LE MAITRE. — En éduquant les enfants, on ne doit pas utiliser des pensées ou des idées abstraites. Comme première méthode pour les petits, il est bien de demander à l’enfant de compter les grains d’une tranche de pastèque, ou bien le nombre de pétales qu’il y a sur la corole d’une fleur donnée. Si l’enfant a déjà l’âge d’observer et de parler, faites-lui faire une description orale de la fleur et qu’il essaie de la dessiner.

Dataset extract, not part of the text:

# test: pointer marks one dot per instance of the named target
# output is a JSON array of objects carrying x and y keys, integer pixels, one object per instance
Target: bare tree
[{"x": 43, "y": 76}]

Parlez aux enfants, dites-leur qu’il ne faut pas attraper les oiseaux, qu’il ne faut pas les viser avec une fronde et qu’il ne faut pas briser leurs oeufs. Dites-leur que quand ils arrachent les ailes des papillons ou les pattes des insectes, ces derniers souffrent. Apprenez aux enfants à arroser des fleurs en pot et montrez-leur la différence entre une fleur qui n’a pas été arrosée pendant 4 ou 5 jours et une autre qui a été arrosée régulièrement. Ces méthodes influent, lentement mais surement, sur le caractère des enfants.

LE DISCIPLE.- Maitre, racontez-nous quelque chose au sujet de notre planète. Peut-être est-elle la plus belle d’entre toutes les planètes du système solaire ? Le Christ n’est-il pas venu sur la Terre, la préférant à toutes les autres planètes ?

LE MAITRE. — La Terre est belle. Elle a été organisée selon les lois de la Nature Raisonnable. Elle possède tout, mais elle n’est pas pour l’homme. L’homme est un étranger sur la Terre. Pour lui, elle est « la vallée des larmes ». Cette Terre est recouverte de pleurs et de larmes. Des milliards d’êtres y ont pleuré. Si vous pensez que vous allez bâtir votre bonheur sur cette Terre, vous vous trompez !

Chacun porte son propre destin, et Dieu détermine pour chacun ce qui est, suivant la loi de l’éternelle Équité.

Pour vous, maintenant, le principal est l’obéissance, qui est le fruit de l’Amour.